You know, I used to hold some contempt for those who idealize "artisanal" food containing only "honest" "natural" ingredients, and long for the times when people still bought their food right from the farmer or craftsman who had made it. I thought - and still think - that we're much better off now, getting constant quality from our supermarket, which nowadays also offers the bread straight from the oven, and is bound by strict norms on how fresh the fruit and vegs have to be. I always felt some urge to write responses to http://leesvoer.net/ along the lines of ""So you think we should bake our own bread from locally-grown organic wheat again? So you love bread made with tree bark in the dough, as they had to do to make enough for everybody back in the day?".
But here in Morocco I do find that the locally-produced food in the mountain valleys is simply delicious. The bread, the pancakes, the butter, the chicken if I get to eat it as a vegetarian. 
Still I think it is because the whole experience is good, not the product in itself. It's special to see someone fire a wood oven, put dough in it, see it come out as bread and then eat it. Or to ride 100 km gaining 1200 meters in height to arrive in a gorgeous-looking mountain valley where they have this special kind of butter on square pancakes. That is more special than going to a supermarket and getting the same bread you always got and hastily eating it before you have to leave for work. But I expect that in a blind taste test, the bland wholemeal loaf from Albert Heijn is nevertheless better than the products of the bakery you see up there.

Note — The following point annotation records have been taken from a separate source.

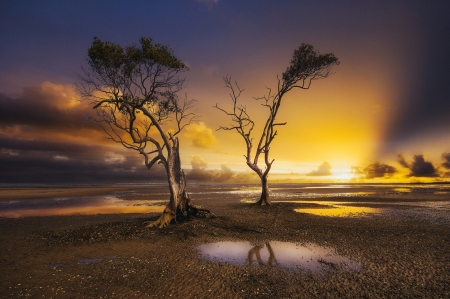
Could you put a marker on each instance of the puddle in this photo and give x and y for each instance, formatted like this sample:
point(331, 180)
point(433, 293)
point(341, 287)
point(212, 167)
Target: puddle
point(340, 211)
point(402, 190)
point(87, 205)
point(307, 257)
point(89, 261)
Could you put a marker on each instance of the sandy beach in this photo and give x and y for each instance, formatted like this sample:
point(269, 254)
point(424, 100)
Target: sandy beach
point(398, 250)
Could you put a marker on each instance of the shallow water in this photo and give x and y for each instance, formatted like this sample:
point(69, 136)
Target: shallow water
point(86, 205)
point(309, 257)
point(151, 198)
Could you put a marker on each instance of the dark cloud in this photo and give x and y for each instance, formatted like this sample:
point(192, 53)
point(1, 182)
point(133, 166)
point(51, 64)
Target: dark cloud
point(446, 158)
point(378, 170)
point(45, 137)
point(402, 161)
point(419, 167)
point(48, 106)
point(426, 106)
point(374, 170)
point(224, 174)
point(323, 170)
point(34, 161)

Having said that, from Telouete on it was a real mountain landscape I was riding through, and palm trees seemed further away than in The Netherlands. From 1900 meters of altitude on, there are patches of snow on the north faces that haven't molten yet. In some melting water pools on the road, I see fresh ice crystals that must have frozen in last night.
Over the twisting and turning single-track paved road, I reach the main road over the Tizi-n-Tichka a good kilometer before the summit. The main road is surprisingly quiet - maybe one lorry every minute, and even fewer cars. And then there is the monument at the summit:
The picture is taken by a couple from Los Angeles. There are more tourists who congratulate me and have a small chat. My phone's GPS, by the way, indeed gives 2260 m, which gives some credibility to its numbers for lesser-known mountain passes.
I put on a raincoat, have lunch, and then head down towards Marrakech. Descending the Tizi-n-Tichka is an intoxicating experience. The road just takes you and violently guides you through its hairpins, twisting down in irregular, incomprehensible ways against the cliff.
This thrilling section stops near Taddert, at about 1650 m above sea level. There I buy some more food. The road descends more gently from there on, and at some point starts climbing again to a smaller pass called Tizi-Âït-Barka or Tizi-Âït-Imguer. It is in the descent of that that my front brake suddenly starts shreeking loudly. I'm a bit scared that something might be worn badly there, I have used the brakes heavily in the short life of the bike with all these mountain ranges that I'm visiting. But perhaps leaving the dry desert air for the first time after re-adjusting the brakes in Tinghir is the best explanation.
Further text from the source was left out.